Rotorua bubbles with microbiologists: An EAG Ambassador at ISSM 2017

Dec 12, 2017 1 Comment by 1634 views

Thanks to support from the EAG I was able to attend the 2017 conference of the International Society of Subsurface Microbiology, held in Rotorua, New Zealand.  Rotorua is an amazing city due to its geothermal activity.  It is located next to Lake Rotorua in the centre of the North Island, which formed from a volcanic eruption and caldera collapse around 140,000 years ago.  Wandering around the city you can’t help noticing the smell of hydrogen sulfide, and it seems like steaming vents and bubbling pools of mud are present around every corner!  It was a perfect location for the conference, as these thermal environments have unique geochemistries and are host to a multitude of extremophilic microorganisms.  Not only that, it was the perfect location for geology tourism, and I took the opportunity to visit an active volcano, sinter terraces, and a hot spring spa.  I was fascinated to see hydrothermal processes in action, as it gave me a much better understanding of how hydrothermal alteration occurs, and I could compare the active processes to the altered rocks I have previously observed in the geological record.

Visiting Champagne Lake at Wai-O-Tapu. The different coloured deposits are caused by minerals precipitating from the hydrothermal fluids.
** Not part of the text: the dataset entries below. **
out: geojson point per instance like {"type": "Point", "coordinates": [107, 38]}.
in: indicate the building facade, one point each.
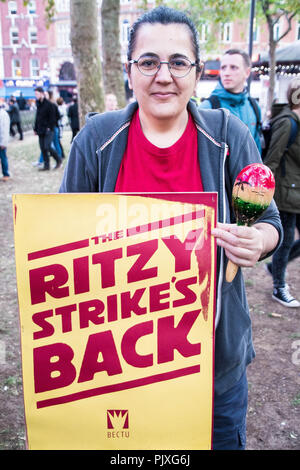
{"type": "Point", "coordinates": [24, 47]}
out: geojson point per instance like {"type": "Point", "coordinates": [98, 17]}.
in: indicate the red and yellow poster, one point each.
{"type": "Point", "coordinates": [117, 297]}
I was excited to be able to present the results of two different research projects that I have been working on.  On the first day of the conference I gave an oral presentation on “Geomicrobiological investigations of a Brazilian Co-Ni laterite deposit”, describing my field study of the Piauí laterite and subsequent laboratory work.  I’m interested in understanding how the cobalt and nickel became enriched, and whether microbial activity and biogeochemical cycling may have contributed to this enrichment.  The poster session was held on the second day of the conference.  It was really well attended, and I had some interesting discussions on my poster “Nanoscale imaging of microbe-mineral interactions”. For this project I made thin films of iron oxides and colonised them with model iron(III)-reducing bacteria, before using NanoSIMS to observe the relationship between actively metabolising cells and the iron oxide surface.

Presenting my research at ISSM

I really enjoyed the conference, especially the inspirational talks from the four keynote speakers on their careers in science, their discoveries, and advice for future research.  A particular highlight of the conference was the field trip I went on to Waitomo.  Here a series of stunning caves had formed in limestone deposits, and were even more spectacular in the dark as they were home to thousands of glow worms.  The field trip was also a great opportunity to get to know people from the conference outside of an academic setting.
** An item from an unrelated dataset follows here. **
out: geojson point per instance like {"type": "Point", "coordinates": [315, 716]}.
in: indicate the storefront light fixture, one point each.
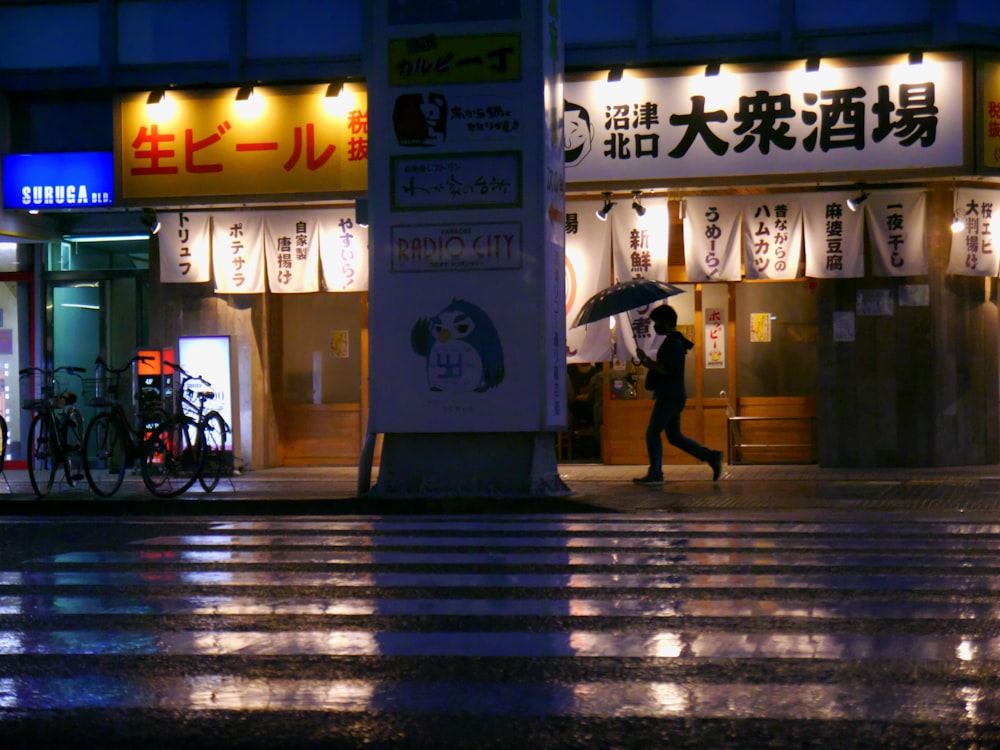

Conference field trip to the Waitomo caves

I am very grateful to the EAG for the opportunity to attend ISSM as an Early Career Science Ambassador. Thank you!


About the author:

Laura Newsome, a member and ambassador of the EAG, is a geomicrobiologist at the University of Manchester. Laura’s research aims to understand how the activity of microorganisms influences the behaviour of metals and contaminants in the natural environment.

General, Invited contributions

About the author

Invited contributions to the EAG blog. See biography of the author of this post just above...
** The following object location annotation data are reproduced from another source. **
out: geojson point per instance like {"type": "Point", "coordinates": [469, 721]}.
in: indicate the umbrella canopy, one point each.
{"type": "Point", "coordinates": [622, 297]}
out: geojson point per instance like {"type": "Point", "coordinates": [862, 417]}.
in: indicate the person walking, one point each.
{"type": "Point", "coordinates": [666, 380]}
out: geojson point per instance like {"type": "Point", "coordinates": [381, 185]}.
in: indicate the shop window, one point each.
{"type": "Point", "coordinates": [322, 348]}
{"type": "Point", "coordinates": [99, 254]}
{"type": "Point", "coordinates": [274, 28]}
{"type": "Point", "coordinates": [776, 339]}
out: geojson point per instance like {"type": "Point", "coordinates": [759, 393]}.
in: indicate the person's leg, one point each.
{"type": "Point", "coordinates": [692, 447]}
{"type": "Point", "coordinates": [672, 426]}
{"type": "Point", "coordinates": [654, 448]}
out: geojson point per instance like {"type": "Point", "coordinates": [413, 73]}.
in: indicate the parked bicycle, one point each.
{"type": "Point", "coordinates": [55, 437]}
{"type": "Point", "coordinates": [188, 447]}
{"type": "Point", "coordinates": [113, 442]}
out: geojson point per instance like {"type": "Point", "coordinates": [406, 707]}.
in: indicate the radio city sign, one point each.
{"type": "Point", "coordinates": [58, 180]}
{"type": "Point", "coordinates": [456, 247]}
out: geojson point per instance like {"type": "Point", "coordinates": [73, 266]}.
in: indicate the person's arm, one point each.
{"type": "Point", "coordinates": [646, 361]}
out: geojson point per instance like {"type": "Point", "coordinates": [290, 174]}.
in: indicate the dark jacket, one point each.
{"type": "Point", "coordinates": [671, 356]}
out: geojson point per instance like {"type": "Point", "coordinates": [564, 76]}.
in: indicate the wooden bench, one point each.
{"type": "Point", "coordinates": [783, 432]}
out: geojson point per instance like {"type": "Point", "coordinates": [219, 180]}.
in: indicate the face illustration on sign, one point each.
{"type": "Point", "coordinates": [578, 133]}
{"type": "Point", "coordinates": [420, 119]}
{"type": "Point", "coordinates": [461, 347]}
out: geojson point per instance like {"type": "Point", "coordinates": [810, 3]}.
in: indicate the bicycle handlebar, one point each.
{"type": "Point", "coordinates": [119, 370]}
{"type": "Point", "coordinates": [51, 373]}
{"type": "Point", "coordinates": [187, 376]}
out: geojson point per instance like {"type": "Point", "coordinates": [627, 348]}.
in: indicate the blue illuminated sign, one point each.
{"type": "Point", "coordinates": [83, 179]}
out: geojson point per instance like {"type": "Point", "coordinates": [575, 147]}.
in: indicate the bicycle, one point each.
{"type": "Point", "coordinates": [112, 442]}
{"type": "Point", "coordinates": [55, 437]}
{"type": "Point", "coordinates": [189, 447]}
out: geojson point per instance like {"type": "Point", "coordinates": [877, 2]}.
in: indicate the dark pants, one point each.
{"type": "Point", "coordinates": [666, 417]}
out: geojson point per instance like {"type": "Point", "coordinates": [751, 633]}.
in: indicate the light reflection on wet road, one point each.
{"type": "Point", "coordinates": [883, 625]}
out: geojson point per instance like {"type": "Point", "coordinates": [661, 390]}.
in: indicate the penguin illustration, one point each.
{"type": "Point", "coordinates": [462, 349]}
One Response to “Rotorua bubbles with microbiologists: An EAG Ambassador at ISSM 2017”

  1. Rotorua bubbles with microbiologists: An EAG Ambassador at ISSM 2017 – Manchester Geomicro says:

    […] The International Society of Subsurface Microbiology (ISSM) 2017 was held in Rotorua, New Zealand. Our very own Dr Laura Newsome attended the conference as an ambassador for the European Association of Geochemistry (EAG). Here is a link to a conference review she has written for the EAG Blog: […]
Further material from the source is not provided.